Jon Krause

Les têtes de mule du groupe BRICS

MEXICO – Lorsque les Nations Unies ont voté pour ce qui est plus connu sous le nom de partition et créé l'État d'Israël, il y a 64 ans, lui accordant par la suite un statut à part entière, plusieurs pays d'Amérique latine – le Brésil, la République du Salvador, l’Argentine, la Colombie, le Chili, le Honduras – se sont abstenus.

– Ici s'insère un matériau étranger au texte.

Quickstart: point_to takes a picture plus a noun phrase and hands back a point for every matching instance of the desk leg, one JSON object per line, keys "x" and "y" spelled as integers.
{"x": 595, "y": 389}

Les représentants cubains sont même allés jusqu’à voter contre des résolutions pertinentes. Le Mexique s’est abstenu lors du vote sur la partition, même si quelques mois plus tard, ses représentants ont voté en faveur de l'admission d'Israël à l'ONU, et par la suite reconnu l'État juif, reconnaissant ainsi que son intérêt national serait mieux servi en ne prenant pas parti dans la crise qui secoue le Moyen-Orient.

Dans les semaines à venir, la plupart des pays latino-américains – mais pas tous – voteront en faveur d'une certaine forme d'adhésion à l'ONU, ou de la reconnaissance de l'État que l'Autorité palestinienne cherche à obtenir. La question n'est pas simple pour le Conseil de sécurité des deux membres latino-américains non permanents, le Brésil et la Colombie, ou encore pour Cuba, le Nicaragua, le Venezuela, le Costa Rica, l’Argentine, la Bolivie, le Chili, l’Équateur, le Pérou, l’Uruguay et le Honduras, qui ont déjà reconnu la Palestine, mais n'ont pas encore voté pour lui accorder le statut d’observateur à l’Assemblée Générale des Nations Unies.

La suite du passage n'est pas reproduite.